Media Institute of Southern Africa Swaziland
Statement, 12 April, 2013
Media Complaints Commission open for business
A media complaints commission for print news is now operating in Swaziland, after almost ten years of planning and discussion. Members of the public can now contact a media ombudsman who, along with a panel, will decide whether corrective action should be taken or the complaint should be taken to mediation.
“It’s a good thing,” says Vuyisile Hlatshwayo, national director at the Media Institute of Southern Africa in Swaziland (MISA-Swaziland). “At least now people will have their complaints and grievances addressed.” Hlatshwayo also said if all goes to plan it will show that the media is now accountable to the people.
It is thought that the media complaints commission (MCC) has begun operating now because the government has threatened to pass a slew of communications bills before their term ends in August 2013; a provision in one of the bills might lead to a statutory complaints council if there is no operating complaints council in place – a scenario most people in the media want to avoid.
The newly appointed ombudsman is Jabu Matsebula, who is currently serving as secretary general of the Swaziland Editor’s Forum and is a former United Nations communications officer in Swaziland. People can contact Matsebula to lodge their complaints via email (firstname.lastname@example.org) or via phone, or can arrange to meet him in person at the MISA-Swaziland office.
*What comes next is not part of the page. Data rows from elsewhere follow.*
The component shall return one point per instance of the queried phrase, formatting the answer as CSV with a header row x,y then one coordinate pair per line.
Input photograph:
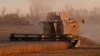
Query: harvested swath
x,y
33,48
87,41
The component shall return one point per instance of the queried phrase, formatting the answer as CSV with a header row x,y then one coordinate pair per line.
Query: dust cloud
x,y
40,8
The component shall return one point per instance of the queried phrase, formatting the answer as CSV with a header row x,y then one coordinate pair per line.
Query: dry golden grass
x,y
33,48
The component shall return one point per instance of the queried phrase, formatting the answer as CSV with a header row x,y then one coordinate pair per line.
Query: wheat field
x,y
8,48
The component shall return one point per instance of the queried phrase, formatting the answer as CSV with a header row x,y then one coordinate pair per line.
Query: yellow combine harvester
x,y
56,28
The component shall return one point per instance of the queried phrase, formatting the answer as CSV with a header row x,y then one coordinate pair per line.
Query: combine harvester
x,y
56,28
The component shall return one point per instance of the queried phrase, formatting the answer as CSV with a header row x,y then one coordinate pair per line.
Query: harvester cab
x,y
61,24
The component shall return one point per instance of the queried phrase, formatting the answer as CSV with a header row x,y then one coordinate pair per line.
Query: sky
x,y
23,5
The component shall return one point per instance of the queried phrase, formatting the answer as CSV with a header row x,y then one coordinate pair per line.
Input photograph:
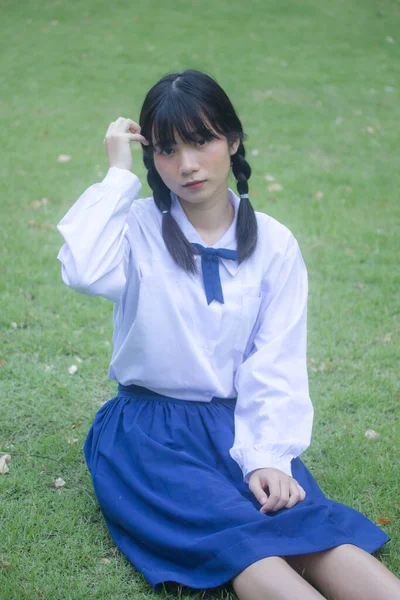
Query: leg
x,y
348,573
272,579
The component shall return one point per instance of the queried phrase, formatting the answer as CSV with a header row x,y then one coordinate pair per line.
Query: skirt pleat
x,y
175,502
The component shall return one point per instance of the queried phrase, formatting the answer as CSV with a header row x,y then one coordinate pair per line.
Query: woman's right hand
x,y
117,142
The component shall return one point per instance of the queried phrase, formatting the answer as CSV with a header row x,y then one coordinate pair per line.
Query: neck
x,y
212,217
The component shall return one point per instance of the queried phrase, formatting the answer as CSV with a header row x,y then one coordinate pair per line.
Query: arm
x,y
96,251
274,414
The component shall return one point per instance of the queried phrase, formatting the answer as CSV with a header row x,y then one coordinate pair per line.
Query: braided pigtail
x,y
176,242
246,225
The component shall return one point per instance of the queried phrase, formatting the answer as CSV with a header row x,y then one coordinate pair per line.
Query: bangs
x,y
185,115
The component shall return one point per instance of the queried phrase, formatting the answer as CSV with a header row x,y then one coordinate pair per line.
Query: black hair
x,y
195,106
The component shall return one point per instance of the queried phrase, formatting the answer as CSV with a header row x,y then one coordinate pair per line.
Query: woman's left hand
x,y
283,491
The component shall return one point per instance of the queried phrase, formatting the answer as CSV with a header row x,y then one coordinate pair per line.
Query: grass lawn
x,y
316,84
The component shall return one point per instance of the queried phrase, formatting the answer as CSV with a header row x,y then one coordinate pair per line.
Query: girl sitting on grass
x,y
195,462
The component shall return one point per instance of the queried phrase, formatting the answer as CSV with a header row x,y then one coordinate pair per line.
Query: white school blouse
x,y
168,339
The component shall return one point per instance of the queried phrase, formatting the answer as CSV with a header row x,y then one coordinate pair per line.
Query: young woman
x,y
195,462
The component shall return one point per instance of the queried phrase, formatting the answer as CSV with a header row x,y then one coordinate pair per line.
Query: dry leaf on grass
x,y
3,464
383,520
275,187
372,435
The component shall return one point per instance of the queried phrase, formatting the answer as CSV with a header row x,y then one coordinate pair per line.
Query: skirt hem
x,y
236,567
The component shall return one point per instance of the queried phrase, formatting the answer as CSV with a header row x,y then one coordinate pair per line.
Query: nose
x,y
188,161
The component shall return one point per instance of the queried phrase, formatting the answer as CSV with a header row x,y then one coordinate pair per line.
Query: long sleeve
x,y
274,414
96,251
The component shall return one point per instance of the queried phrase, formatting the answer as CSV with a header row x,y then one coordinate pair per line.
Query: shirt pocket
x,y
246,320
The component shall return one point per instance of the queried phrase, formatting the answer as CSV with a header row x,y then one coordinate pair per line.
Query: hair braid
x,y
246,225
176,242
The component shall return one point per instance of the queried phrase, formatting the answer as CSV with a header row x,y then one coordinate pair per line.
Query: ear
x,y
233,146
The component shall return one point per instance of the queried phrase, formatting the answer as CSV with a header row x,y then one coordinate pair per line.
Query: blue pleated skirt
x,y
175,502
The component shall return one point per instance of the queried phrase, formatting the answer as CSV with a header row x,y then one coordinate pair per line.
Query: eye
x,y
166,151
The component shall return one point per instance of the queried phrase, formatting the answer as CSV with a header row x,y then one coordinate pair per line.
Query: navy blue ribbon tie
x,y
210,268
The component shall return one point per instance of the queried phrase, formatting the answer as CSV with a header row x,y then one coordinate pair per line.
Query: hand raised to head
x,y
119,136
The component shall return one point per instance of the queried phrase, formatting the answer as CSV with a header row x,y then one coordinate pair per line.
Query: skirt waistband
x,y
130,391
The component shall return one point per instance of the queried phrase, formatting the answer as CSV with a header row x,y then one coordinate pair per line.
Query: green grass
x,y
308,80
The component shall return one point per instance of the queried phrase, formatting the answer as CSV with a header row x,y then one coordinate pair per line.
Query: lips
x,y
194,183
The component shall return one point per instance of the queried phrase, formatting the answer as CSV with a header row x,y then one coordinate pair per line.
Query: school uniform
x,y
212,384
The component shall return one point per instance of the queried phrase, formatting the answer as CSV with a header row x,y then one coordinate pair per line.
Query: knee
x,y
256,570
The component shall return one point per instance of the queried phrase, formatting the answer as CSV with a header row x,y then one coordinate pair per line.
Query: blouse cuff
x,y
122,180
250,460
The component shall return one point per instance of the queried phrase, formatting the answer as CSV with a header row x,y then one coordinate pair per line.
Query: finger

The MCC will remain in an ‘introductory phase’ at MISA-Swaziland until December 2013, at which point the print media houses, who are helping to fund the operation, will decide if they want make the commission permanent. MISA-Swaziland is assisting the MCC with its overheads during this introductory phase.
“It’s a very important development given [the MCC] has been in the works for a decade,” said Matsebula. The new ombudsman said it is important not only because it will allow mediation to take place where necessary, but also because a structure is now in place that will give confidence to people who feel they have been wronged by the media, or simply allow people the opportunity to correct misinformation.